I don’t work in Higher Education, and, while I try to avoid it, it isn’t quite possible to read history blogs without encountering the discussion about the current climate of cutbacks, particularly in the United Kingdom. Unfortunately most of that “discussion” consists of ever more strident demands “give us money!” and the sense of entitlement is enough to make any normal person feel sick. It’s my taxes that they are discussing, after all. Some of us are net contributors to public funds; most of these people are net gainers, intent on looting funds which they do not supply.
So it was a pleasure to read a piece here by Martin Rundkvist, Hope for the humanities?
Yesterday I had been invited to speak at a seminar organised by the Forum for Heritage Research, a network sponsored by four Swedish organisations in the field. The headline was “Hope for the Humanities”, and I must admit that I gritted my teeth at the idealist, anti-market and downright unrealistic perspective presented in the invitation copy. Here’s a piece based on what I said at the seminar.
Conan the Barbarian, or Aragorn son of Arathorn, or Ronia the Robber’s Daughter all represent something of central importance to the heritage sector and to the humanities in general. At the same time, on the one hand they embody something we must always seek to achieve, that is the wondersome excitement of discovering a fantastic past – and on the other something we must avoid if we are to fill any independent purpose at all, as these characters and the worlds they inhabit are fictional. Historical humanities, excepting the aesthetic disciplines, deal with reality. This is our unique competitive selling point that we must never lose sight of.

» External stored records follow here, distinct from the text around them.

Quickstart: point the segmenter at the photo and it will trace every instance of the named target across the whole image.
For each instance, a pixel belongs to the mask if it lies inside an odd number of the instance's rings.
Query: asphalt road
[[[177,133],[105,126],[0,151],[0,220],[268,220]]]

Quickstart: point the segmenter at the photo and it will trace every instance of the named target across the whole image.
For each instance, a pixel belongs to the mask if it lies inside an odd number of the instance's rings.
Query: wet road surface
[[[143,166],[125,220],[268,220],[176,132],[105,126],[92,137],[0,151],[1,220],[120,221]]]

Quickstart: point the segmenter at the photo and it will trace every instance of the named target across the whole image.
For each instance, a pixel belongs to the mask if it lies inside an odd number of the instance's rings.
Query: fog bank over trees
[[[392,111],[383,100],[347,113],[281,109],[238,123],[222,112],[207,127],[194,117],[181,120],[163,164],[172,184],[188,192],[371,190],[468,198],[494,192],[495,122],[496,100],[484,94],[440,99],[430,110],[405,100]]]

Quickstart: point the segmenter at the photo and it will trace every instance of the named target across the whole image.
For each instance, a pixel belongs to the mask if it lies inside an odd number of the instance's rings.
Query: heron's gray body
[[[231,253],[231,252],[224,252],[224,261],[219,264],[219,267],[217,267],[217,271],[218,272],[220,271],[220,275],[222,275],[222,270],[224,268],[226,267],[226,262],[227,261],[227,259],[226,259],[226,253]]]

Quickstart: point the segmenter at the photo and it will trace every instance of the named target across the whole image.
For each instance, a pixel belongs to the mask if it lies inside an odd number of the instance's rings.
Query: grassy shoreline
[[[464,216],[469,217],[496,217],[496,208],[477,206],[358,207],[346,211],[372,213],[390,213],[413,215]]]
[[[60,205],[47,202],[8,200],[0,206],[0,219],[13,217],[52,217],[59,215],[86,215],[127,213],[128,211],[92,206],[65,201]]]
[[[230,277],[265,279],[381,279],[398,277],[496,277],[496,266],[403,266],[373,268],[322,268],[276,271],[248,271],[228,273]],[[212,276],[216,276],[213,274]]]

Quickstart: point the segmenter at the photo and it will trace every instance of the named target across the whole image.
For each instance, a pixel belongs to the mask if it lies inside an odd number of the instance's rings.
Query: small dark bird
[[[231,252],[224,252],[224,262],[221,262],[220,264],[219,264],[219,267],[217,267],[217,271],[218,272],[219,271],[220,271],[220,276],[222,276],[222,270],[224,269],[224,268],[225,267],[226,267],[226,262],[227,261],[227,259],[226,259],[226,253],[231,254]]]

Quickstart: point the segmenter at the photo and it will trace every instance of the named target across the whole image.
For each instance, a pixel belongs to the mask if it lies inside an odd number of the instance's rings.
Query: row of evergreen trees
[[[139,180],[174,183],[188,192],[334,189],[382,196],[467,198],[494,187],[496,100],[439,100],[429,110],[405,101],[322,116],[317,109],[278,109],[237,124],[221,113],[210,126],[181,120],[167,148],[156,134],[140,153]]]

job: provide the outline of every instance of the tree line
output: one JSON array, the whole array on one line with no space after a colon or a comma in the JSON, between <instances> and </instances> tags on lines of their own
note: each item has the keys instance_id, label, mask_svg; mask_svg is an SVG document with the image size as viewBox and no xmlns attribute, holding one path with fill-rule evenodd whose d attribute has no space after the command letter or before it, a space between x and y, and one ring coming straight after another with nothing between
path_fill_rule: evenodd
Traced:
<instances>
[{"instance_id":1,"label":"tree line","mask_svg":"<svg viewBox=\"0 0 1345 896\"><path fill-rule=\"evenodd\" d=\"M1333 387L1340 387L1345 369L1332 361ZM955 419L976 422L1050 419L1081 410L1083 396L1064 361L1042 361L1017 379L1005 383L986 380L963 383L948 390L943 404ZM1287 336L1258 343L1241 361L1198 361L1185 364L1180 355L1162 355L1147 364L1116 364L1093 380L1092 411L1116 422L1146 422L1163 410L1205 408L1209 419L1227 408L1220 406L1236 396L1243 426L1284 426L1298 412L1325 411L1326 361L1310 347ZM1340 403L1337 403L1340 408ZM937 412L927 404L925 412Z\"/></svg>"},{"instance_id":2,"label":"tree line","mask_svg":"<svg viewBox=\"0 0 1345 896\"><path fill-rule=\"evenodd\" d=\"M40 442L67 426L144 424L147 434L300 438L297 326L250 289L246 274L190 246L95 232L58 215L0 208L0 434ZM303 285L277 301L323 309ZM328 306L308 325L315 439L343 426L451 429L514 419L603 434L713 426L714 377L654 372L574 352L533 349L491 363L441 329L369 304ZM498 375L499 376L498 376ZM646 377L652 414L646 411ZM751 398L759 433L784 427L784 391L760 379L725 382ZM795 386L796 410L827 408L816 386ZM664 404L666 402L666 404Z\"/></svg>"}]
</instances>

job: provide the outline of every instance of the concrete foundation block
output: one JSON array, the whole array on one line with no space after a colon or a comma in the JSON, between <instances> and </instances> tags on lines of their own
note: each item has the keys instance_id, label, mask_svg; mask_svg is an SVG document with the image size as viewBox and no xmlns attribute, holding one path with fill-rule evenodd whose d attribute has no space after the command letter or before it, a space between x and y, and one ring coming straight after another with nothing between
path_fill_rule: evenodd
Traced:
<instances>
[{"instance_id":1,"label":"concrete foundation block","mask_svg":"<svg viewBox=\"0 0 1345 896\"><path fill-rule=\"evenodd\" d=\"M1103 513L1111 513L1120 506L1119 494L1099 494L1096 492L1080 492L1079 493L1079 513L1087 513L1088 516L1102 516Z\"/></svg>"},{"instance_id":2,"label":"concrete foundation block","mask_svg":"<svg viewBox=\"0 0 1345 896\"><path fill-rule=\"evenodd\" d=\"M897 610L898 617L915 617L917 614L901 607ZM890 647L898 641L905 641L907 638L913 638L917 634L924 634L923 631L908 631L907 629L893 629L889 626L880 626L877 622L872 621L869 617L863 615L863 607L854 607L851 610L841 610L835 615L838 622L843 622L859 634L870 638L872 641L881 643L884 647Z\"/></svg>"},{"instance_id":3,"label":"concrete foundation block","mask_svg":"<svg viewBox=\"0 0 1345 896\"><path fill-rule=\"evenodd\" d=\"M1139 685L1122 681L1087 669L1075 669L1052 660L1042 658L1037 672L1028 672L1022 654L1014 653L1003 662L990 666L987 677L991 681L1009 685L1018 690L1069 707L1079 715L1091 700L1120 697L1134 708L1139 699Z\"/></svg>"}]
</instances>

“How can humanistic and historical scholarship contribute to a better society?”, asked the seminar’s hosts.
The humanities won’t mend a leaky roof. They won’t put food on the table. They won’t cure polio. They won’t create peace or prosperity. And taxpayers know this perfectly well. For these reasons, I believe that we absolutely cannot market ourselves in terms of any indispensable societally structure-supporting utility. We will only makes fools of ourselves. Because the raison d’être of the historical humanities doesn’t lie in any practical utility, but in their enjoyment potential. In the joy of learning something interesting about the past that is true. In the joy of seeing something for real that has survived since antiquity.
This suggests a kind of punk-rock attitude where a defiant humanities scholar says “I’m not gonna provide anything measurable or manageable or trivial or popular!” And sure, that is up to the individual. But if we are to expect a monthly salary from the taxpayers, then I think we will have to accept that they want to be able to measure and manage our product. How else are they supposed to know if it’s worth it to continue paying our salaries? And they want us to produce stuff that, within the realm of solid real-world humanities scholarship, is at least as much fun as a TV game show or Conan the Barbarian.

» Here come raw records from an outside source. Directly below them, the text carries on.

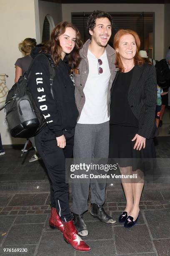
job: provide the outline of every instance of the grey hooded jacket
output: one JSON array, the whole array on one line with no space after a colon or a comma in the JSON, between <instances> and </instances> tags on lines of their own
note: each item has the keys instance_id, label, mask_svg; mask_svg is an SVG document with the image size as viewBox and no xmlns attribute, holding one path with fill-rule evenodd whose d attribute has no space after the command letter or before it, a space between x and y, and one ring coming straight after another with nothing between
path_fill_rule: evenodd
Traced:
<instances>
[{"instance_id":1,"label":"grey hooded jacket","mask_svg":"<svg viewBox=\"0 0 170 256\"><path fill-rule=\"evenodd\" d=\"M83 89L89 73L89 66L87 57L88 49L91 41L88 39L85 43L83 47L80 50L80 54L82 60L78 69L74 72L74 79L75 83L75 98L77 107L79 113L78 120L79 120L81 111L85 103L85 99L83 92ZM108 45L105 48L108 62L111 73L109 82L107 95L108 115L110 116L110 89L115 79L116 72L118 70L115 65L115 50ZM95 98L95 97L94 97Z\"/></svg>"}]
</instances>

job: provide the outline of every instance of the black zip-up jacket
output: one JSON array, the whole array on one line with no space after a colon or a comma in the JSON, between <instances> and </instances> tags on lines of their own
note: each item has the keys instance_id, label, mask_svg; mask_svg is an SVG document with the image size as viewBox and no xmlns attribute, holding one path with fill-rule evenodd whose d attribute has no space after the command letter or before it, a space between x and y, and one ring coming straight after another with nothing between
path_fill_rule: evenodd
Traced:
<instances>
[{"instance_id":1,"label":"black zip-up jacket","mask_svg":"<svg viewBox=\"0 0 170 256\"><path fill-rule=\"evenodd\" d=\"M49 63L45 56L40 55L35 60L28 84L36 105L55 137L63 134L63 130L74 128L78 115L73 80L69 74L70 68L65 60L61 60L55 68L54 99L50 92Z\"/></svg>"}]
</instances>

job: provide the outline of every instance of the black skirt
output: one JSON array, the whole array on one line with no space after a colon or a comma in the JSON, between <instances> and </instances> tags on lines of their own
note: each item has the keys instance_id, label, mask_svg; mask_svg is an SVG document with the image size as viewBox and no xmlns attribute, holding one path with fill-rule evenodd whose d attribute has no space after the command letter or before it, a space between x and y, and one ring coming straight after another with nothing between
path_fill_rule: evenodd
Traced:
<instances>
[{"instance_id":1,"label":"black skirt","mask_svg":"<svg viewBox=\"0 0 170 256\"><path fill-rule=\"evenodd\" d=\"M132 140L138 133L138 127L110 124L110 159L115 159L120 167L132 166L133 171L152 168L152 159L156 158L152 138L146 139L145 148L137 150L133 149L136 141ZM151 159L147 167L145 161L144 168L146 159Z\"/></svg>"}]
</instances>

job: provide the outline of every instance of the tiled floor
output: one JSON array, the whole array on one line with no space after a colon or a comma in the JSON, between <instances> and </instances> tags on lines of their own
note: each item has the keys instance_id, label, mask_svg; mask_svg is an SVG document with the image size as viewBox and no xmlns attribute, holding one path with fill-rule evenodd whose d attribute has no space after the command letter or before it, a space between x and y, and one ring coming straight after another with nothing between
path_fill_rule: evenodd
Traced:
<instances>
[{"instance_id":1,"label":"tiled floor","mask_svg":"<svg viewBox=\"0 0 170 256\"><path fill-rule=\"evenodd\" d=\"M136 225L130 229L118 222L114 226L105 225L92 218L89 210L84 215L89 232L85 240L92 250L87 255L170 255L170 138L158 137L157 143L157 157L164 172L162 182L145 184ZM40 162L28 162L33 151L28 152L23 162L20 147L7 148L0 158L0 256L82 255L67 244L59 231L49 227L48 177ZM117 220L125 208L125 195L120 184L112 188L108 185L105 209ZM71 194L70 197L71 204ZM12 252L16 248L27 252ZM8 249L10 251L5 252Z\"/></svg>"}]
</instances>

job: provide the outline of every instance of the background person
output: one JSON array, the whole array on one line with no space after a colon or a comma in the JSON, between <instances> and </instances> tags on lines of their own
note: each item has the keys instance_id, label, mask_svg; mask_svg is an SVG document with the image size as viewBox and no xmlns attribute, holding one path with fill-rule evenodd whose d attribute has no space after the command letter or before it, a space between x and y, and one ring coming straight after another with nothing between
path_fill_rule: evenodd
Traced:
<instances>
[{"instance_id":1,"label":"background person","mask_svg":"<svg viewBox=\"0 0 170 256\"><path fill-rule=\"evenodd\" d=\"M138 35L131 30L121 29L114 37L115 65L119 71L111 97L109 157L119 159L123 174L132 174L132 159L155 157L152 138L155 129L156 70L140 57L140 44ZM127 205L119 220L125 222L126 228L137 221L144 185L143 174L136 167L134 171L138 179L127 183L127 179L126 182L122 179Z\"/></svg>"},{"instance_id":2,"label":"background person","mask_svg":"<svg viewBox=\"0 0 170 256\"><path fill-rule=\"evenodd\" d=\"M36 46L36 44L35 39L30 38L26 38L19 44L19 49L22 53L24 57L18 59L15 64L15 83L18 82L20 77L23 76L26 71L28 70L33 60L30 54L31 50ZM30 163L37 161L40 158L36 148L34 137L30 138L29 142L25 151L27 152L28 150L31 149L32 146L34 148L35 152L29 160Z\"/></svg>"},{"instance_id":3,"label":"background person","mask_svg":"<svg viewBox=\"0 0 170 256\"><path fill-rule=\"evenodd\" d=\"M72 24L66 21L58 24L50 41L41 51L49 54L55 65L53 97L49 61L44 55L38 55L34 60L28 86L47 123L35 140L52 185L50 225L63 233L64 239L74 249L89 251L90 248L78 235L74 225L69 207L68 184L65 183L65 159L72 156L78 115L71 73L80 63L82 46L80 33Z\"/></svg>"}]
</instances>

Martin goes on to discuss various false justifications, with much acuteness.
I have written before on how state “funding” is not free. It is exacted by men in uniforms from ordinary people. After all, the rich man pays hardly any tax, and the higher the tax rate is, the less he bothers to pay. The rich will never pay taxes, because all countries are run by rich people and always will be. Every bit of funding for patristics, therefore, is exacted by force from people who perhaps do not have enough to live on, and most of whom will certainly not have enough to retire on, and who gain no benefit from it. It means forcing the poor and the powerless to work long hours for no reward, so that some official somewhere can “grant funding” to some academic for some purpose. I am in favour of patristics. But … phew! That’s a lot to justify. We must always remember that taxes are not a good. They are a necessary evil. Every tax diminishes us all, bleeds life from us all.

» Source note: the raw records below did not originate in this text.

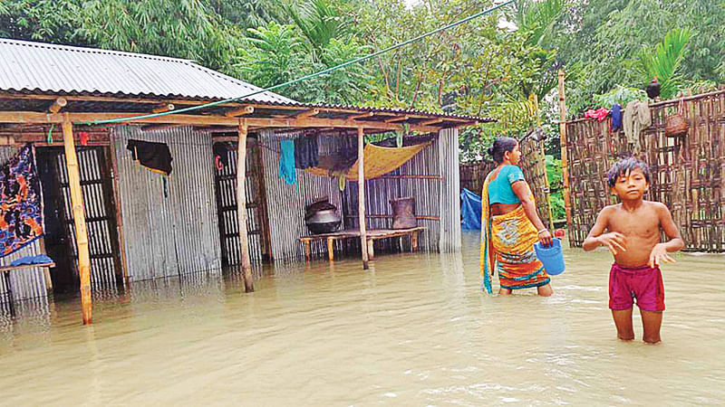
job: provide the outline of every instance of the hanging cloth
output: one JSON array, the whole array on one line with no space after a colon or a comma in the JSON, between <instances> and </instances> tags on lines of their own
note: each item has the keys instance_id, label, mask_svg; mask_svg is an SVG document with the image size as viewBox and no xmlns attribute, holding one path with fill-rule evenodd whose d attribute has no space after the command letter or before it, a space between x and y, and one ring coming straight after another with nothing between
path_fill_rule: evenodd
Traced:
<instances>
[{"instance_id":1,"label":"hanging cloth","mask_svg":"<svg viewBox=\"0 0 725 407\"><path fill-rule=\"evenodd\" d=\"M317 166L317 136L302 136L295 139L295 167L306 169Z\"/></svg>"},{"instance_id":2,"label":"hanging cloth","mask_svg":"<svg viewBox=\"0 0 725 407\"><path fill-rule=\"evenodd\" d=\"M169 175L171 174L171 152L166 143L153 143L150 141L129 140L126 148L130 151L131 156L141 166L155 173Z\"/></svg>"},{"instance_id":3,"label":"hanging cloth","mask_svg":"<svg viewBox=\"0 0 725 407\"><path fill-rule=\"evenodd\" d=\"M430 142L400 148L384 147L373 144L366 145L363 150L365 179L377 178L400 168L429 145ZM348 181L357 180L357 161L355 161L345 174ZM320 167L307 168L306 171L315 175L326 176L329 175L327 169Z\"/></svg>"},{"instance_id":4,"label":"hanging cloth","mask_svg":"<svg viewBox=\"0 0 725 407\"><path fill-rule=\"evenodd\" d=\"M460 228L464 231L481 230L481 197L463 188L460 192Z\"/></svg>"},{"instance_id":5,"label":"hanging cloth","mask_svg":"<svg viewBox=\"0 0 725 407\"><path fill-rule=\"evenodd\" d=\"M642 149L640 134L642 130L652 126L649 103L640 100L627 103L622 118L622 125L624 128L624 135L627 137L627 142L633 146L633 152L639 154Z\"/></svg>"},{"instance_id":6,"label":"hanging cloth","mask_svg":"<svg viewBox=\"0 0 725 407\"><path fill-rule=\"evenodd\" d=\"M606 108L590 109L584 113L585 118L596 118L600 123L604 121L604 118L609 116L609 109Z\"/></svg>"},{"instance_id":7,"label":"hanging cloth","mask_svg":"<svg viewBox=\"0 0 725 407\"><path fill-rule=\"evenodd\" d=\"M28 143L0 167L0 257L43 236L43 197L34 153Z\"/></svg>"},{"instance_id":8,"label":"hanging cloth","mask_svg":"<svg viewBox=\"0 0 725 407\"><path fill-rule=\"evenodd\" d=\"M618 131L622 128L622 105L614 103L612 105L612 131Z\"/></svg>"},{"instance_id":9,"label":"hanging cloth","mask_svg":"<svg viewBox=\"0 0 725 407\"><path fill-rule=\"evenodd\" d=\"M295 169L295 141L281 140L279 142L279 177L285 184L297 184L297 172Z\"/></svg>"}]
</instances>

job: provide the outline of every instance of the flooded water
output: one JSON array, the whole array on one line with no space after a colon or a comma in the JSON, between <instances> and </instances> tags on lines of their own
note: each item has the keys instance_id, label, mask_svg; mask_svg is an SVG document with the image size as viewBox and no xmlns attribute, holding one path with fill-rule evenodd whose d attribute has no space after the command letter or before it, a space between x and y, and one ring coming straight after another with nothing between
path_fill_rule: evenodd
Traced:
<instances>
[{"instance_id":1,"label":"flooded water","mask_svg":"<svg viewBox=\"0 0 725 407\"><path fill-rule=\"evenodd\" d=\"M490 405L725 403L725 256L663 270L663 343L616 340L607 251L566 251L555 295L481 294L463 253L277 266L244 294L219 274L0 321L0 403Z\"/></svg>"}]
</instances>

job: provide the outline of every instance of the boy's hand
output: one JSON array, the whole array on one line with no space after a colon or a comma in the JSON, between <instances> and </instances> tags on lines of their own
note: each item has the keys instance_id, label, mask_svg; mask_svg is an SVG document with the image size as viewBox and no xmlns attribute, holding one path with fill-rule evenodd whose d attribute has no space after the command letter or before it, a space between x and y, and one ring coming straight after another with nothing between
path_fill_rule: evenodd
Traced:
<instances>
[{"instance_id":1,"label":"boy's hand","mask_svg":"<svg viewBox=\"0 0 725 407\"><path fill-rule=\"evenodd\" d=\"M627 241L624 235L618 232L610 232L596 238L596 241L609 248L614 256L620 251L627 251Z\"/></svg>"},{"instance_id":2,"label":"boy's hand","mask_svg":"<svg viewBox=\"0 0 725 407\"><path fill-rule=\"evenodd\" d=\"M652 268L659 266L660 263L674 263L675 260L667 254L667 246L665 243L657 243L652 249L650 253L650 260L647 262Z\"/></svg>"}]
</instances>

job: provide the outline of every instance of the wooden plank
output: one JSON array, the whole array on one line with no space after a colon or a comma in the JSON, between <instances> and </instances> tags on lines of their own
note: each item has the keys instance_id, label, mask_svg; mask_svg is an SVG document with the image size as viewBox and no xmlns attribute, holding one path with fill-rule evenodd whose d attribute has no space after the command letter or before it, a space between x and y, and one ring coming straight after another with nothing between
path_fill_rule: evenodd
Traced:
<instances>
[{"instance_id":1,"label":"wooden plank","mask_svg":"<svg viewBox=\"0 0 725 407\"><path fill-rule=\"evenodd\" d=\"M48 111L50 111L51 113L58 113L67 104L68 100L66 100L65 98L58 98L53 102L51 107L48 108Z\"/></svg>"},{"instance_id":2,"label":"wooden plank","mask_svg":"<svg viewBox=\"0 0 725 407\"><path fill-rule=\"evenodd\" d=\"M139 116L138 113L71 113L71 120L73 123L85 124L93 120L107 120L123 118L133 118ZM52 124L63 123L63 118L59 114L45 114L28 111L0 111L0 123L22 123L22 124ZM382 121L354 121L350 119L334 118L246 118L249 127L266 128L377 128L383 130L401 130L401 125L385 123ZM228 126L237 127L237 119L224 116L198 116L186 114L170 114L152 118L139 118L129 121L128 123L155 123L155 124L177 124L186 126ZM126 122L119 122L123 124ZM434 132L440 130L439 128L411 125L413 130L420 132Z\"/></svg>"},{"instance_id":3,"label":"wooden plank","mask_svg":"<svg viewBox=\"0 0 725 407\"><path fill-rule=\"evenodd\" d=\"M176 108L173 103L161 103L156 108L151 109L151 113L161 113L164 111L170 111Z\"/></svg>"},{"instance_id":4,"label":"wooden plank","mask_svg":"<svg viewBox=\"0 0 725 407\"><path fill-rule=\"evenodd\" d=\"M88 231L83 212L83 196L81 191L81 175L78 156L73 143L73 128L70 115L65 113L63 122L63 141L65 147L65 165L71 184L71 205L75 223L75 241L78 245L78 272L81 277L81 306L83 325L91 324L92 305L91 303L91 257L88 249Z\"/></svg>"},{"instance_id":5,"label":"wooden plank","mask_svg":"<svg viewBox=\"0 0 725 407\"><path fill-rule=\"evenodd\" d=\"M255 111L254 106L245 106L242 109L236 109L234 110L229 110L227 113L225 113L224 116L227 118L236 118L238 116L251 115L252 113L254 113L254 111Z\"/></svg>"},{"instance_id":6,"label":"wooden plank","mask_svg":"<svg viewBox=\"0 0 725 407\"><path fill-rule=\"evenodd\" d=\"M304 111L302 113L298 113L295 115L295 118L311 118L313 116L317 116L320 114L319 109L311 109L309 110Z\"/></svg>"},{"instance_id":7,"label":"wooden plank","mask_svg":"<svg viewBox=\"0 0 725 407\"><path fill-rule=\"evenodd\" d=\"M239 250L244 273L245 292L254 292L252 263L249 260L249 237L246 233L246 119L237 119L237 221L239 228Z\"/></svg>"},{"instance_id":8,"label":"wooden plank","mask_svg":"<svg viewBox=\"0 0 725 407\"><path fill-rule=\"evenodd\" d=\"M34 269L36 267L55 267L55 263L50 262L50 263L39 263L39 264L23 264L20 266L3 266L0 267L0 272L5 273L8 271L14 271L17 270Z\"/></svg>"},{"instance_id":9,"label":"wooden plank","mask_svg":"<svg viewBox=\"0 0 725 407\"><path fill-rule=\"evenodd\" d=\"M362 269L368 270L368 245L365 239L365 133L357 128L357 201L358 222L360 222L360 251L362 254Z\"/></svg>"},{"instance_id":10,"label":"wooden plank","mask_svg":"<svg viewBox=\"0 0 725 407\"><path fill-rule=\"evenodd\" d=\"M559 144L561 146L561 179L564 184L564 209L566 213L566 227L569 231L574 229L572 222L572 203L569 194L569 163L566 152L566 93L564 87L565 74L559 70ZM573 245L574 236L569 233L569 244Z\"/></svg>"}]
</instances>

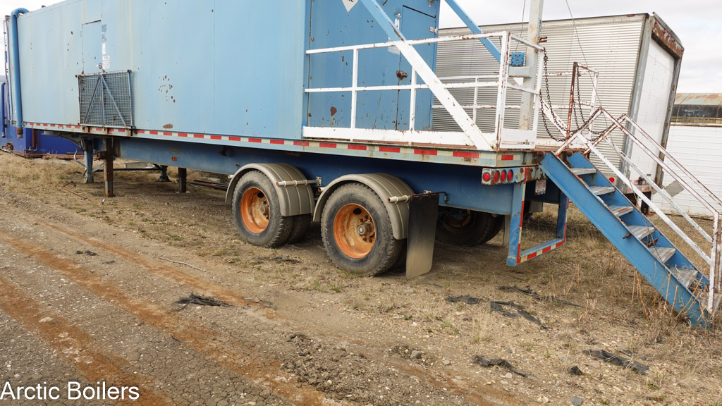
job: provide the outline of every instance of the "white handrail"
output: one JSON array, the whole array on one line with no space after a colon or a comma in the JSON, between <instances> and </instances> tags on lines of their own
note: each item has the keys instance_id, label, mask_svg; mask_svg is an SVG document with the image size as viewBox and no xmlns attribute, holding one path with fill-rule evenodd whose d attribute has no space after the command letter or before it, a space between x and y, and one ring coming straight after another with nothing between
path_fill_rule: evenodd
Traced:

This does not mean that the humanities must be thrown away. In war time we did not close down all the orchestras! But it does mean that the humanities do have to justify their receipt of money exacted from the poor. It is, admittedly, pleasant to read Aeschylus and to learn to quote Horace. But at someone else’s expense? I’m not sure about that.
I think Martin has put his finger on a real truth. The humanities serve the community. They are a luxury item. But the community is glad to contribute something, so long as it gets something. Indiana Jones is a popular figure. Archaeology there should be.
But … the sense of entitlement needs to end. No society has a duty to support a caste of people contemptuous of those to whom they owe everything and who consider communicating with the public beneath them.
Papyrologists and Coptologists … this means you! Get out there and start earning your salary by engaging with the public. After all, if the public love you, the politicians will find a way to keep you going.